On the impossibility of conference reports

At least, the impossibility of doing conference reports if one is actually participating, what with the having to be in the moment during the actual speaking/reacting to questions bit, the anticipation beforehand (this can involve very selective listening to earlier pieces in case there's something one could usefully allude to), the afterthoughts ('Did I really say that? - cringe'/'I totally forgot to mention X'), etc.

Besides, it's all rather fading now. I was too exhausted on Friday and over the weekend to summon up the energy to post about either Sexuality and the Archive or the Population Investigation Committee: its history and influence over the last 75 Years.

Somewhat unusually, at both of these I was speaking from my 'archivist position', however much that's informed by also being a historian. Roughly speaking, the 'archivist position' is that no historian (or other academic) is a hero to the archivists, however notable they may be. While my sense is that archivists put in quite a bit of time and effort to open up their collections to a range of potential users, very few potential users have much idea about key archival issues such as provenance, diplomatic, and the sheer contingency of the creation of the record. Or, I sometimes think, the value of perusing the catalogue.

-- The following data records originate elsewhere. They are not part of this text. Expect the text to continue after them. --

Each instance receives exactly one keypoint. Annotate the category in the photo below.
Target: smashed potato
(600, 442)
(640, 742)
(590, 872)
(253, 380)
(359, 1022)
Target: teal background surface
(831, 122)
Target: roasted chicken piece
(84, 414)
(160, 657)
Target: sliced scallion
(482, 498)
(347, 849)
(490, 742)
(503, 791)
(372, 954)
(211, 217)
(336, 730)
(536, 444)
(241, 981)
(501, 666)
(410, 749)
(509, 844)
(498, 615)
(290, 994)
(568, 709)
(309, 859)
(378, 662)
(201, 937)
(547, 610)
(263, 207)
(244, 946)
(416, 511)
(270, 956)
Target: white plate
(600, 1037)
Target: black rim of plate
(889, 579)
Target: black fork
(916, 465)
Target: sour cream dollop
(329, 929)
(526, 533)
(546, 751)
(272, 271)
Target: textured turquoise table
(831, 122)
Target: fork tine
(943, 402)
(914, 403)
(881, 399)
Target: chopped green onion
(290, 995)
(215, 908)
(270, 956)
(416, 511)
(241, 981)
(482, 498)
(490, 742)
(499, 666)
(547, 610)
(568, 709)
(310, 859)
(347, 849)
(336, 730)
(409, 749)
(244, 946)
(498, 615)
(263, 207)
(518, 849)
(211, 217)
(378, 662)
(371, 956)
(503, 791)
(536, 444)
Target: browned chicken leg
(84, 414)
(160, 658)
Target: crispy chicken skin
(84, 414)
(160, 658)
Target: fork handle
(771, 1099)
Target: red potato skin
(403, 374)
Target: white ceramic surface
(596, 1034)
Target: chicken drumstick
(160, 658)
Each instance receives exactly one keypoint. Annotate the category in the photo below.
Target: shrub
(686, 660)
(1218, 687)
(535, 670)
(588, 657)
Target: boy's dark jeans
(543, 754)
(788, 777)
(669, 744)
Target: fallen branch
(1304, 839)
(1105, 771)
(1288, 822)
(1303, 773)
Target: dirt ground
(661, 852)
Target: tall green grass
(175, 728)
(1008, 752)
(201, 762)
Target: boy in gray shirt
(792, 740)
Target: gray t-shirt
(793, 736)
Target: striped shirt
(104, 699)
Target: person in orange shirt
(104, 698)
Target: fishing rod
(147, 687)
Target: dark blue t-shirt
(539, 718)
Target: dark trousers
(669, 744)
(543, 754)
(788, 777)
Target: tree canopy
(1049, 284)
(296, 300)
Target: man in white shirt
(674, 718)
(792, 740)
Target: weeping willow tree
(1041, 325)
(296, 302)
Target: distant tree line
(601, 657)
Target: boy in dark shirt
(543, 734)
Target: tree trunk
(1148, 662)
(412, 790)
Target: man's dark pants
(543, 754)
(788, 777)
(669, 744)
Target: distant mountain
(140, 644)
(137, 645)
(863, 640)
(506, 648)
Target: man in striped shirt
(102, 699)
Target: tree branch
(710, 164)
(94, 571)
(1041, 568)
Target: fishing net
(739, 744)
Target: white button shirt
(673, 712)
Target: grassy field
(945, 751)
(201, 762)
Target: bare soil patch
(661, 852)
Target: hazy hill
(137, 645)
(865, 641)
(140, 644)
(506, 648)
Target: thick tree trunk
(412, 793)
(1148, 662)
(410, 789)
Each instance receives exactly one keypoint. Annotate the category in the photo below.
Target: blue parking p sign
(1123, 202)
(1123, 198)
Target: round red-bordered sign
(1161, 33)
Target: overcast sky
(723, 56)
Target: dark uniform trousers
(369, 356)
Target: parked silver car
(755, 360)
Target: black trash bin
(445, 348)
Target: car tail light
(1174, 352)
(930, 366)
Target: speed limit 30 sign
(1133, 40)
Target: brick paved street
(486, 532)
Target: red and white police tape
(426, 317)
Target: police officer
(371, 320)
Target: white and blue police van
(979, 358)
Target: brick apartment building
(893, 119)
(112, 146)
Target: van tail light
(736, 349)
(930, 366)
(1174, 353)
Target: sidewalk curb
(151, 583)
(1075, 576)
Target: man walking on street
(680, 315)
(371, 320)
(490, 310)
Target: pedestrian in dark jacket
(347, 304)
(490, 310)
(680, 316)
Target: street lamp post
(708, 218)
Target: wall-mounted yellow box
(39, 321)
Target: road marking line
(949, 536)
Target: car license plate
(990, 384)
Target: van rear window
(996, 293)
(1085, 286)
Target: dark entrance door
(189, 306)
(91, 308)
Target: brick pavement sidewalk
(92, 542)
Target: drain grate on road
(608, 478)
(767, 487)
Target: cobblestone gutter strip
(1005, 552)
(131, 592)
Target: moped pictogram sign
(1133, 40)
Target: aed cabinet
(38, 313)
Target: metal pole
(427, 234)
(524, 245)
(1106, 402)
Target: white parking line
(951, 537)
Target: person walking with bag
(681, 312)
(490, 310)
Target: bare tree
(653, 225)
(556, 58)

On an analogy with Peter Bailey's wonderful paper title, 'Did Foucault or Althusser ever play the London Palladium', my reaction to people who get way theoretical about the archive is 'have these people ever been i/c a searchroom full of family historians, school children doing projects, a jamming microfilm reader and a photocopier needing constant replenishment, while trying to, you know, actually try and catalogue some archives?' or 'Seen the papers in the coal cellar in which they had been stashed, the other batch in the corner of the attic under the loose tile where the rain/pigeons got in, managed the transfer, done the initial sort and weed, the arrangement, the packaging and cataloguing, and finally publicised the available collection?'

Having said which, both these symposia have left me with a number of useful points theoretical and factual.